Весь город кишел веселым народом. Пестро разряженные жители, а среди них то здесь, то тут мелькнет черный попик. Все это гудело, смеялось и болтало, так что почти не слышно было колокольного перезвона, призывавшего на торжественное богослужение в собор*. Это - красивая, простая церковь; пестрый мраморный фасад ее украшен короткими, одна над другой поставленными колонками, которые так забавно-уныло глядят на вас. Внутри собора столбы и стены затянуты были красною материей, и над колышащимся человеческим потоком разливалась радостная музыка. Я шел под руку с синьорой Франческой, и когда я у входа подал ей святой воды и ощущение сладостной влажности от прикосновения наших пальцев вызвало электрические токи в наших душах, я почувствовал одновременно электрический удар в ногу, от которого, с испуга, едва не грохнулся на коленопреклоненных крестьянок, которые густыми рядами устилали пол в белых своих платьях, с длинными серьгами в ушах и с тяжелыми цепочками желтого золота на шеях. Обернувшись, я увидел женщину, тоже коленопреклоненную; она обмахивалась веером, а за веером я различил смеющиеся глаза миледи. Я склонился к ней, и она томно шепнула мне на ухо: "Delightful!"
- Ради бога, - прошептал я, - будьте серьезны, не смейтесь, иначе нас, право, вышвырнут отсюда.
Но просьбы и мольбы оказались безуспешны. К счастью, никто не понимал нашего языка. Поднявшись на ноги и пройдя вслед за нами сквозь толпу к главному алтарю, миледи отдалась своей безумной веселости без малейшего стеснения, как будто бы мы были одни в Апеннинах. Она издевалась над всем окружающим, и стрелы ее не пощадили даже бедных живописных ликов на стенах.

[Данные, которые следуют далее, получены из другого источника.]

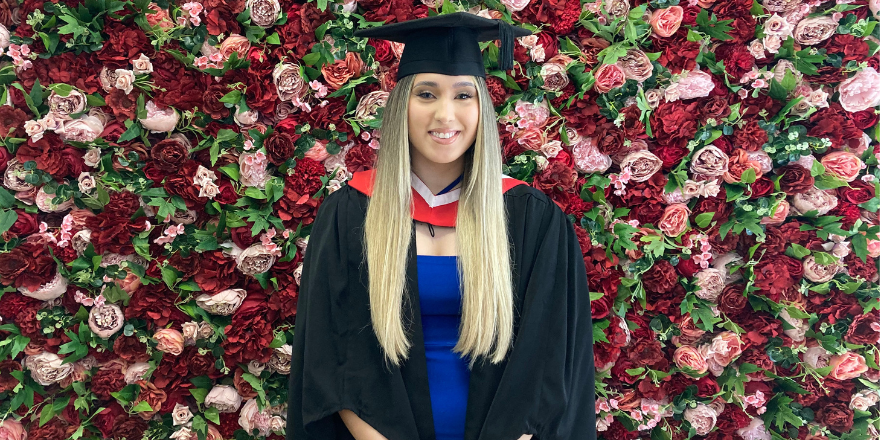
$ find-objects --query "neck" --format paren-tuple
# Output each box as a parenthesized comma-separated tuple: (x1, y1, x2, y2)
(411, 158, 465, 195)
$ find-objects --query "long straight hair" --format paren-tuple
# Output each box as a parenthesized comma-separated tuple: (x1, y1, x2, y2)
(362, 74, 515, 368)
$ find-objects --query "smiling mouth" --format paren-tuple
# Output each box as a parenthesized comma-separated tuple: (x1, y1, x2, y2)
(429, 131, 459, 139)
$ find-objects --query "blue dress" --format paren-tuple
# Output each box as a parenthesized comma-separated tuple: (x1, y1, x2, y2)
(417, 254, 470, 440)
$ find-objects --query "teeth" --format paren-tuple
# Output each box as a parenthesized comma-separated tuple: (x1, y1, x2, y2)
(431, 131, 456, 139)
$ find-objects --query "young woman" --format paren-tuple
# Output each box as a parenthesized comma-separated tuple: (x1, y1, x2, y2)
(287, 13, 596, 440)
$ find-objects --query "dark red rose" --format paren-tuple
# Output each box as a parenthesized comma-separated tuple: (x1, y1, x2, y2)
(265, 131, 298, 166)
(85, 214, 149, 255)
(650, 101, 700, 148)
(808, 103, 863, 151)
(344, 143, 378, 173)
(628, 338, 666, 367)
(164, 161, 211, 207)
(6, 210, 38, 238)
(305, 98, 349, 133)
(533, 161, 577, 193)
(845, 312, 880, 345)
(594, 123, 626, 156)
(675, 256, 702, 278)
(96, 21, 150, 68)
(726, 15, 757, 45)
(0, 105, 29, 138)
(550, 0, 581, 34)
(369, 38, 394, 63)
(817, 402, 854, 433)
(1, 243, 56, 292)
(652, 144, 689, 170)
(844, 253, 877, 282)
(632, 199, 665, 226)
(715, 44, 755, 80)
(695, 376, 720, 397)
(716, 404, 750, 431)
(747, 176, 774, 199)
(691, 192, 732, 224)
(838, 179, 875, 205)
(559, 91, 602, 137)
(642, 259, 678, 294)
(27, 417, 72, 440)
(149, 137, 190, 173)
(275, 7, 317, 60)
(775, 164, 814, 195)
(193, 251, 240, 294)
(485, 75, 510, 107)
(105, 191, 142, 219)
(276, 188, 321, 228)
(215, 180, 239, 205)
(822, 34, 869, 63)
(105, 88, 139, 120)
(535, 31, 559, 60)
(754, 254, 802, 300)
(650, 28, 700, 74)
(708, 225, 740, 254)
(234, 367, 259, 399)
(202, 82, 231, 120)
(287, 158, 326, 195)
(91, 367, 126, 400)
(590, 294, 612, 320)
(204, 4, 240, 36)
(126, 284, 190, 327)
(0, 360, 21, 393)
(223, 295, 275, 364)
(829, 201, 861, 228)
(113, 335, 151, 363)
(851, 109, 879, 129)
(733, 119, 768, 152)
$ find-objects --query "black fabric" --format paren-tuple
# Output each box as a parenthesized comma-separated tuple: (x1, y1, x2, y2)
(286, 183, 596, 440)
(352, 12, 532, 79)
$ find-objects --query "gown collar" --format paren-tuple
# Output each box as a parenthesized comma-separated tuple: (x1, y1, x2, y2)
(347, 169, 528, 227)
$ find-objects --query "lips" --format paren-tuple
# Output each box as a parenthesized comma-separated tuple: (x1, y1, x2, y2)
(429, 130, 460, 145)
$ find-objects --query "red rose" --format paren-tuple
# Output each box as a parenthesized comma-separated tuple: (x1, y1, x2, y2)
(204, 4, 240, 36)
(85, 214, 148, 255)
(306, 98, 349, 133)
(193, 251, 240, 294)
(96, 21, 150, 68)
(549, 0, 580, 34)
(533, 161, 577, 193)
(0, 105, 29, 138)
(590, 294, 612, 320)
(845, 312, 880, 345)
(650, 101, 700, 148)
(264, 131, 298, 166)
(650, 28, 700, 74)
(851, 108, 879, 129)
(345, 143, 378, 173)
(776, 164, 815, 195)
(652, 144, 689, 170)
(535, 31, 559, 60)
(125, 284, 190, 327)
(26, 417, 72, 440)
(223, 296, 275, 364)
(234, 368, 259, 399)
(691, 192, 732, 224)
(822, 34, 869, 63)
(164, 160, 211, 207)
(675, 257, 702, 278)
(829, 201, 861, 228)
(275, 8, 317, 60)
(105, 190, 142, 219)
(732, 119, 768, 151)
(838, 179, 875, 204)
(91, 367, 126, 400)
(817, 402, 854, 434)
(808, 104, 863, 151)
(642, 259, 678, 294)
(754, 254, 802, 300)
(0, 360, 21, 393)
(485, 75, 510, 107)
(369, 38, 394, 64)
(593, 123, 626, 156)
(844, 253, 877, 282)
(287, 158, 326, 195)
(715, 43, 755, 80)
(276, 188, 321, 228)
(747, 176, 774, 199)
(628, 338, 666, 367)
(6, 210, 37, 238)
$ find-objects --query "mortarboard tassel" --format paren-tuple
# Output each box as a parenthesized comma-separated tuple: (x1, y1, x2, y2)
(497, 20, 515, 71)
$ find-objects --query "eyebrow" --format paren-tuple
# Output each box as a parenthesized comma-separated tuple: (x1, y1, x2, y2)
(414, 81, 476, 88)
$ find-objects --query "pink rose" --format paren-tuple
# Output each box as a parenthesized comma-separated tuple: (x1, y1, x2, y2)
(673, 345, 709, 378)
(154, 328, 185, 356)
(684, 403, 718, 436)
(821, 151, 864, 182)
(572, 138, 612, 173)
(593, 63, 626, 94)
(501, 0, 530, 11)
(867, 238, 880, 258)
(829, 352, 869, 380)
(675, 70, 716, 100)
(658, 203, 690, 237)
(838, 67, 880, 113)
(304, 141, 331, 162)
(760, 200, 790, 224)
(514, 126, 546, 151)
(617, 49, 654, 82)
(0, 418, 25, 440)
(239, 151, 271, 189)
(88, 304, 125, 339)
(650, 6, 684, 38)
(701, 331, 743, 375)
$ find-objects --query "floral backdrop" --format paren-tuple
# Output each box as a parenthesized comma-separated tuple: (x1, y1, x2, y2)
(0, 0, 878, 437)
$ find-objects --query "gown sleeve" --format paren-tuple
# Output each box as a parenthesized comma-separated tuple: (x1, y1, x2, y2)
(286, 187, 356, 440)
(530, 202, 597, 439)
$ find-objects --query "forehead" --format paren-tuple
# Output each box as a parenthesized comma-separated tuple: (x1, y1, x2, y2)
(411, 73, 476, 88)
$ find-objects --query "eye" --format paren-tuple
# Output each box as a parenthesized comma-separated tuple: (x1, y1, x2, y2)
(416, 91, 434, 99)
(457, 93, 474, 99)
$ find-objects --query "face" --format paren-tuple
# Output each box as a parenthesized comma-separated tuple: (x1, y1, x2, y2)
(407, 73, 480, 171)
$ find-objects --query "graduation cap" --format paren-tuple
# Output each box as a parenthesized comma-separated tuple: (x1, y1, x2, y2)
(353, 12, 532, 80)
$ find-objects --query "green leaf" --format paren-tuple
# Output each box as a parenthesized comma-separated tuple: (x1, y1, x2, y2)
(131, 401, 153, 412)
(190, 388, 208, 405)
(204, 406, 221, 424)
(266, 32, 280, 45)
(302, 52, 322, 66)
(0, 209, 18, 235)
(788, 243, 811, 259)
(695, 212, 715, 228)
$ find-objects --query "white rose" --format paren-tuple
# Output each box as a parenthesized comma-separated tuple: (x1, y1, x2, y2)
(684, 403, 718, 436)
(139, 100, 179, 132)
(24, 352, 74, 386)
(124, 362, 151, 384)
(58, 115, 104, 143)
(172, 403, 194, 426)
(204, 385, 243, 413)
(114, 69, 136, 95)
(132, 53, 154, 75)
(196, 289, 248, 315)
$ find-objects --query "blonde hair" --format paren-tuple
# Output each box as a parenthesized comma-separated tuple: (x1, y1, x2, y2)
(362, 74, 515, 368)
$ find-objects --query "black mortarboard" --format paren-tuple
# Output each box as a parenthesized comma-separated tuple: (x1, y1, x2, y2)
(353, 12, 532, 80)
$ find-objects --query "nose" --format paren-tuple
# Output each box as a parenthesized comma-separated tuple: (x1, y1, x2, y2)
(434, 95, 455, 124)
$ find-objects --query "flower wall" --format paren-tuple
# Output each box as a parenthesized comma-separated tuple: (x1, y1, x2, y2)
(0, 0, 879, 438)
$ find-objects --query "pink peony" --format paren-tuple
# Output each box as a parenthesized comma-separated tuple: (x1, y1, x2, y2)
(838, 67, 880, 113)
(593, 63, 627, 93)
(650, 6, 684, 38)
(154, 328, 185, 356)
(829, 352, 869, 380)
(675, 70, 716, 100)
(0, 418, 25, 440)
(821, 151, 864, 182)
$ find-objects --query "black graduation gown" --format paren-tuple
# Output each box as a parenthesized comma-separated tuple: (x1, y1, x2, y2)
(286, 178, 596, 440)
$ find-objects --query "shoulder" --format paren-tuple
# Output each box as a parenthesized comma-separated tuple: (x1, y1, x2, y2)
(503, 183, 557, 213)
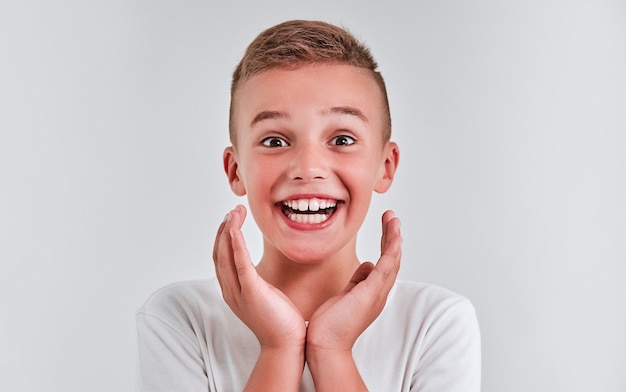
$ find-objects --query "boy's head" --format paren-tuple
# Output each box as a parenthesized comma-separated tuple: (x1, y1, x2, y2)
(229, 20, 391, 145)
(223, 20, 400, 264)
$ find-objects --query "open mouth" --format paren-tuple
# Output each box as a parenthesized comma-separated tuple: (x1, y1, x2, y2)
(280, 198, 338, 224)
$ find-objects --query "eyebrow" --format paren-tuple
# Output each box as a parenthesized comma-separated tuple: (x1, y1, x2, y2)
(250, 111, 288, 127)
(324, 106, 369, 124)
(249, 106, 368, 127)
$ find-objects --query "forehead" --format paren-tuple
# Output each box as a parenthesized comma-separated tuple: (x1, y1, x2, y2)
(232, 64, 385, 132)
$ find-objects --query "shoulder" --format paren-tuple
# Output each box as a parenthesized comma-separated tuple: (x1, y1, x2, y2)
(357, 281, 481, 390)
(139, 278, 221, 312)
(136, 278, 235, 390)
(382, 280, 479, 336)
(391, 280, 476, 314)
(136, 278, 224, 332)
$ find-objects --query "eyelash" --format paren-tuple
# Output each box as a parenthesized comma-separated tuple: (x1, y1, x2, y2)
(330, 135, 356, 146)
(260, 134, 356, 148)
(261, 136, 289, 147)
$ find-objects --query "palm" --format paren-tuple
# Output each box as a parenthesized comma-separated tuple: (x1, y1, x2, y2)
(236, 275, 306, 347)
(307, 263, 379, 351)
(213, 205, 306, 348)
(307, 210, 402, 352)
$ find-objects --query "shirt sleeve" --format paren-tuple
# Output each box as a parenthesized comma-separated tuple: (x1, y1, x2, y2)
(136, 310, 210, 392)
(411, 298, 482, 392)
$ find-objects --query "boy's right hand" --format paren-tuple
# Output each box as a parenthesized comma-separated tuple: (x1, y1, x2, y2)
(212, 205, 307, 351)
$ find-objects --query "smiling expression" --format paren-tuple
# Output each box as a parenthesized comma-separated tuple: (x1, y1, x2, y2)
(224, 64, 399, 265)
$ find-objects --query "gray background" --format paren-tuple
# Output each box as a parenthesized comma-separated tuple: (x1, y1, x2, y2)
(1, 1, 624, 391)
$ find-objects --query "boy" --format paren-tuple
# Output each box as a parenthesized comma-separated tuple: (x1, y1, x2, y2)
(137, 20, 481, 391)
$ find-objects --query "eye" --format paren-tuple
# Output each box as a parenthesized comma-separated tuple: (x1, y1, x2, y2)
(261, 136, 289, 148)
(330, 135, 356, 146)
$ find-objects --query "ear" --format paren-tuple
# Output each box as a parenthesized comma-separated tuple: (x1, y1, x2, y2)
(374, 141, 400, 194)
(223, 146, 247, 196)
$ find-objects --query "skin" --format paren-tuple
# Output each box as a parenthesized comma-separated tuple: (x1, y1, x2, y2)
(213, 63, 402, 391)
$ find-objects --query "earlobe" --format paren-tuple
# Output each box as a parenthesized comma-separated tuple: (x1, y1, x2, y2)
(223, 146, 247, 196)
(374, 142, 400, 194)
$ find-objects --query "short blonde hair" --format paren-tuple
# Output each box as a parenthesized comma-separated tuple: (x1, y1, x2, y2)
(229, 20, 391, 143)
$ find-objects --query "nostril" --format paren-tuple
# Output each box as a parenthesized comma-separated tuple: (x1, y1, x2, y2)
(288, 150, 329, 181)
(292, 175, 324, 181)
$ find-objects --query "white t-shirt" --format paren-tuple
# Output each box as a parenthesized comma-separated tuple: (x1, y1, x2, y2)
(136, 278, 481, 391)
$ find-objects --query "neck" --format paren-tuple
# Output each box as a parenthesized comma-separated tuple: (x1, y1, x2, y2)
(256, 246, 360, 320)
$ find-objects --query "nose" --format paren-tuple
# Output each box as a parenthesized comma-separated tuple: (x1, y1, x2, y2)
(287, 143, 329, 181)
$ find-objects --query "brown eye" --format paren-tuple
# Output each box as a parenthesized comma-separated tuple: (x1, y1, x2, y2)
(331, 135, 355, 146)
(261, 137, 289, 147)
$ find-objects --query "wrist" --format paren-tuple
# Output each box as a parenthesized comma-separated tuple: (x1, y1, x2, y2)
(244, 345, 305, 391)
(259, 342, 305, 363)
(305, 346, 354, 375)
(259, 342, 306, 372)
(306, 348, 366, 391)
(306, 344, 350, 358)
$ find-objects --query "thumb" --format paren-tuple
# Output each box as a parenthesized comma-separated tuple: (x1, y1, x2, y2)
(344, 262, 375, 292)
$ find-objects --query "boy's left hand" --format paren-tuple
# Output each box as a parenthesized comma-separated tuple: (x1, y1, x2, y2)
(306, 210, 402, 353)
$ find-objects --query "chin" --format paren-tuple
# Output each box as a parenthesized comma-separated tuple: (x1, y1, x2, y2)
(280, 246, 336, 265)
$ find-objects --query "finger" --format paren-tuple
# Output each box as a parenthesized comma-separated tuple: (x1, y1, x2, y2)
(212, 218, 228, 289)
(229, 224, 257, 291)
(382, 240, 402, 285)
(347, 235, 401, 314)
(212, 207, 237, 265)
(344, 262, 375, 292)
(383, 215, 401, 253)
(231, 204, 247, 229)
(373, 217, 403, 291)
(380, 210, 395, 253)
(213, 207, 243, 293)
(212, 219, 227, 265)
(379, 210, 400, 259)
(225, 204, 252, 272)
(226, 204, 257, 290)
(380, 216, 401, 263)
(379, 235, 402, 278)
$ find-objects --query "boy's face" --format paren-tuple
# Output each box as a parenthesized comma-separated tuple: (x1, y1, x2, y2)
(225, 64, 398, 264)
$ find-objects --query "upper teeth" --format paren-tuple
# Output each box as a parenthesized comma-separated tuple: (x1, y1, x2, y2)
(284, 198, 337, 212)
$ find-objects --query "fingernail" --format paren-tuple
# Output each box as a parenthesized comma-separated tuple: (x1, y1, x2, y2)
(224, 212, 231, 222)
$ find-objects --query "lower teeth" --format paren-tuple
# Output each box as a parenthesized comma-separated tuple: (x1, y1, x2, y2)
(288, 213, 329, 224)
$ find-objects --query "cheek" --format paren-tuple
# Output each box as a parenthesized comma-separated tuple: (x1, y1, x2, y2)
(345, 155, 383, 186)
(242, 159, 278, 196)
(340, 165, 378, 207)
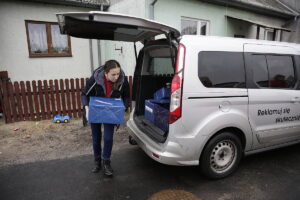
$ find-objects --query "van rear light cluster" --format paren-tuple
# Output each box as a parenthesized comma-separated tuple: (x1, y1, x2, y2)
(169, 44, 185, 124)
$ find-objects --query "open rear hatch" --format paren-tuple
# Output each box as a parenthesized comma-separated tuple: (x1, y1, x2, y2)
(57, 11, 180, 143)
(56, 11, 180, 42)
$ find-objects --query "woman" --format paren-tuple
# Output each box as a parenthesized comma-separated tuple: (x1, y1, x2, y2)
(81, 60, 129, 176)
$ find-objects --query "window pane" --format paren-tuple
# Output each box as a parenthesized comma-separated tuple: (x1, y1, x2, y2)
(200, 22, 207, 35)
(51, 25, 69, 53)
(181, 19, 197, 35)
(250, 55, 269, 87)
(198, 52, 245, 88)
(266, 31, 274, 41)
(267, 55, 295, 88)
(148, 57, 174, 75)
(28, 23, 48, 54)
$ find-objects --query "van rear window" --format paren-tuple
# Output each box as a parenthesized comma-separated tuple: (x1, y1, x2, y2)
(148, 57, 174, 75)
(198, 51, 245, 88)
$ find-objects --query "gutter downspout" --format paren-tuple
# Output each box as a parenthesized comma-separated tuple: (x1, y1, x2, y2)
(150, 0, 158, 20)
(90, 4, 105, 74)
(97, 4, 104, 67)
(89, 39, 94, 74)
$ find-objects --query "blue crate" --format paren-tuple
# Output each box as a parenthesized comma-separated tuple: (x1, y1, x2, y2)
(154, 104, 169, 132)
(144, 100, 155, 124)
(154, 87, 170, 100)
(144, 99, 169, 132)
(88, 97, 125, 124)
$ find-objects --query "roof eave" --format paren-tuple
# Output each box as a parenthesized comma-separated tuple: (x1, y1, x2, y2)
(19, 0, 110, 10)
(199, 0, 297, 19)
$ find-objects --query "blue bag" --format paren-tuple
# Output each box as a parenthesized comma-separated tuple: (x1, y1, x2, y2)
(154, 87, 170, 100)
(88, 97, 125, 124)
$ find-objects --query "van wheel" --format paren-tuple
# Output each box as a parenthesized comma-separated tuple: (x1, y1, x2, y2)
(200, 132, 242, 179)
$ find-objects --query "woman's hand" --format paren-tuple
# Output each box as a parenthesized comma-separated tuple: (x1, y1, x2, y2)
(85, 106, 89, 121)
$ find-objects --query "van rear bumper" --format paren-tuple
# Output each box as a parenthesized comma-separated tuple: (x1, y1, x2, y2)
(126, 117, 199, 166)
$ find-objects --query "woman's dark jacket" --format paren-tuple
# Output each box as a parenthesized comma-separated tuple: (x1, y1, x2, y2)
(81, 66, 130, 110)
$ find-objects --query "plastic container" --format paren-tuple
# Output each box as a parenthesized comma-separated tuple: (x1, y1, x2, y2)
(88, 97, 125, 124)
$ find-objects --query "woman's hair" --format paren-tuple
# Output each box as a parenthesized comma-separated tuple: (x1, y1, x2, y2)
(103, 60, 122, 90)
(103, 60, 121, 73)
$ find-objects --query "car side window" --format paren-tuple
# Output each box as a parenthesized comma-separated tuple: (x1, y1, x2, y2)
(251, 55, 269, 87)
(198, 51, 246, 88)
(248, 54, 296, 89)
(267, 55, 295, 89)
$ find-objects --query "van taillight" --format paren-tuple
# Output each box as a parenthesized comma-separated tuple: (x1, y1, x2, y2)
(169, 44, 185, 124)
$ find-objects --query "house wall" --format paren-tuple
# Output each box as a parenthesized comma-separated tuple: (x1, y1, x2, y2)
(99, 0, 291, 76)
(0, 1, 94, 82)
(154, 0, 286, 39)
(279, 0, 300, 43)
(98, 0, 146, 76)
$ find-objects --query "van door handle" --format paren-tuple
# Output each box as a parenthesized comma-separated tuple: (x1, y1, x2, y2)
(291, 97, 300, 103)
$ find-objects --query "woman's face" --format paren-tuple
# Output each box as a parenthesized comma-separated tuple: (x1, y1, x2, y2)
(105, 67, 120, 83)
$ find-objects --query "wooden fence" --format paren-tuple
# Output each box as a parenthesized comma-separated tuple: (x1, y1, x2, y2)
(0, 77, 133, 123)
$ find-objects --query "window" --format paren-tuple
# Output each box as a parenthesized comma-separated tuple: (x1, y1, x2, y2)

- Смотрите-ка, - воскликнула она, - вот и леди Ева, урожденная фон Риппе, препирается со змеем! Удачна мысль художника - изобразить змея с человеческой головой и человеческим лицом; но было бы много остроумнее, если бы он украсил это обольстительное лицо военными усами. Видите там, доктор, этого ангела, который возвещает пресвятой деве о благословенном ее положении и при этом так иронически улыбается. Я знаю, что в мыслях у этого руффиано! А эта Мария, у ног которой склонился священный союз Востока, подносящий золото и мирру, - разве она не похожа на Каталани*?
Синьора Франческа из всей этой болтовни, по причине незнания английского языка, кроме слова Каталани ничего не поняла и живо заметила, что дама, про которую говорит наша приятельница, в настоящее время утратила немалую долю своей популярности. Но наша приятельница, не отвлекаясь, продолжала сыпать замечаниями и относительно изображений страстей Христовых, вплоть до распятия - прекрасной картины, на которой в числе других изображены были три глупые, не относящиеся к делу, физиономии, спокойно взиравшие на муки господни; о них миледи утверждала, что это, конечно, полномочные комиссары Австрии, России и Франции.